Tuesday, July 27, 2004

More Whining

In the spirit of my earlier rant, I thought I would share the following, which I passed along to my former professor who was concerned when she saw a report on CNN of action that we'd had here in the Baqubah area (specifically the town of Buhriz).

"Yes there was some happenings here yesterday (24th). I too saw the report on CNN and BBC and it is just sickening how the news lies. The actual spoken words weren't that off, after all they were working off one of our press releases, but the video footage that went along with it was just false, false, false. To begin, I'm not even sure that the video footage that they had of fighting was in Buhriz (a nearby suburb of Baqubah). They showed people out in the street with AKs and RPGs and dancing and firing rounds in the air, but that didn't happen at all. You see, we have our UAV (unmanned aerial vehicle) that was up during the fight and it scanned all over the city and never showed any masses of people. We also have a radar, designed to tell where mortars and artillery are coming from, that picks up AK47 rounds too.

"When we get an acquisition from it we check it out, even when we know it is small arms fire. That group of people they showed on CNN was not from the Baqubah area and I doubt it was from within the past year. One lie that was spoken was that the people were rallying around the insurgents. That couldn't be farther from the truth. The locals here have started putting up white flags at their homes to show that they are against the 'insurgents', who, as I mentioned before, aren't locals anyway.
One other thing that should be mentioned is that the attackers went after the Iraqi National Guard, not us, and they were spanked. The Iraqis are not amused by the 'insurgents' attacking local boys.
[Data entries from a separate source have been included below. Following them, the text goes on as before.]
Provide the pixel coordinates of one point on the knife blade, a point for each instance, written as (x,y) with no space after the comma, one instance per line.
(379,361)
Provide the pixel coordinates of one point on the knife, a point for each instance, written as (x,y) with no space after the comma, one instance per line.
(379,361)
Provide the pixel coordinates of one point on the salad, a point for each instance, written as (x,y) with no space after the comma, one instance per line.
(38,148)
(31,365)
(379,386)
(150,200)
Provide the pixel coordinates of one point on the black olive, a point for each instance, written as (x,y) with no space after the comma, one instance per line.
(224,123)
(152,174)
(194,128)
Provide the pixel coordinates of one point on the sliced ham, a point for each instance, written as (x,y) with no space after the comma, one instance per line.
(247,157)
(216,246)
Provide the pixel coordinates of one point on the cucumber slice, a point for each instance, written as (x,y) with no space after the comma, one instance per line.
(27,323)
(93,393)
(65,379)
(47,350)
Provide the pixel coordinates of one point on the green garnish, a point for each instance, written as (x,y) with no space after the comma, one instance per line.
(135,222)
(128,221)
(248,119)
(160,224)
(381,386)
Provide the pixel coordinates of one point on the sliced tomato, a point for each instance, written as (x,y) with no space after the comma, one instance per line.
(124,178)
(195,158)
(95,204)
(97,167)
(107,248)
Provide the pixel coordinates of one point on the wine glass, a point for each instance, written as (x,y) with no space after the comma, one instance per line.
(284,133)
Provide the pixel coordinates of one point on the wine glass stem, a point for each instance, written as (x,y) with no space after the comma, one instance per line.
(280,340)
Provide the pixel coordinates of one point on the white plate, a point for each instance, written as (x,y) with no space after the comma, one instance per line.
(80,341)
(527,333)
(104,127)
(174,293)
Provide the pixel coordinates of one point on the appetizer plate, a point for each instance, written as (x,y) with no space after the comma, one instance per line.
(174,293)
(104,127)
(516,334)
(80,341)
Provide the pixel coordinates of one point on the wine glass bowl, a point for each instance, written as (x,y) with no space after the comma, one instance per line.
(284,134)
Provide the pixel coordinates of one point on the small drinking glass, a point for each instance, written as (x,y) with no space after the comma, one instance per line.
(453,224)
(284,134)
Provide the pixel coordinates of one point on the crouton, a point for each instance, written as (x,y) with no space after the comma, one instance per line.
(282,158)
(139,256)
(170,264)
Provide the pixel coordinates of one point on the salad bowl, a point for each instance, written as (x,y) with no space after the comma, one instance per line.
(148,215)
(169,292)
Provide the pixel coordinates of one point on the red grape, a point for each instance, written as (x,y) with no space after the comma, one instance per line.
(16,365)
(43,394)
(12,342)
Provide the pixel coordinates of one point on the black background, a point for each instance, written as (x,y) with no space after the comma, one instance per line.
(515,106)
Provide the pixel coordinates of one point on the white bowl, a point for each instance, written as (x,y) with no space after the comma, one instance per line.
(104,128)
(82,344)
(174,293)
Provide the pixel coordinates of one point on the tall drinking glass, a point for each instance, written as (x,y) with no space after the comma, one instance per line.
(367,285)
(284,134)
"When I see things like that (apparent file footage being used to further propagandistic agendas) it makes me wonder what else CNN and BBC are fashioning and what can really be trusted. Are those really Sudanese refugees they show during the little thirty second story? Are those people crying really the parents of the children that got burned up in the school in India? I could go on and on, but obviously my point is that I do not trust these 24 hour news networks. Perhaps Jayson Blair (and/or Stephen Glass for those who prefer an older reference) could find a home with one of them and complete the charade of journalistic integrity. I am now giving these networks the same bemused condescension that to this point I had reserved to "Weekly World News" (The tabloid that usually has a headline along the lines of "Bat Bpu Hired to Remove Rodent Infestation") or US Weekly (the PEOPLE magazine ripoff), but then again, those are not trying to pass themselves off as bastions of objective reporting...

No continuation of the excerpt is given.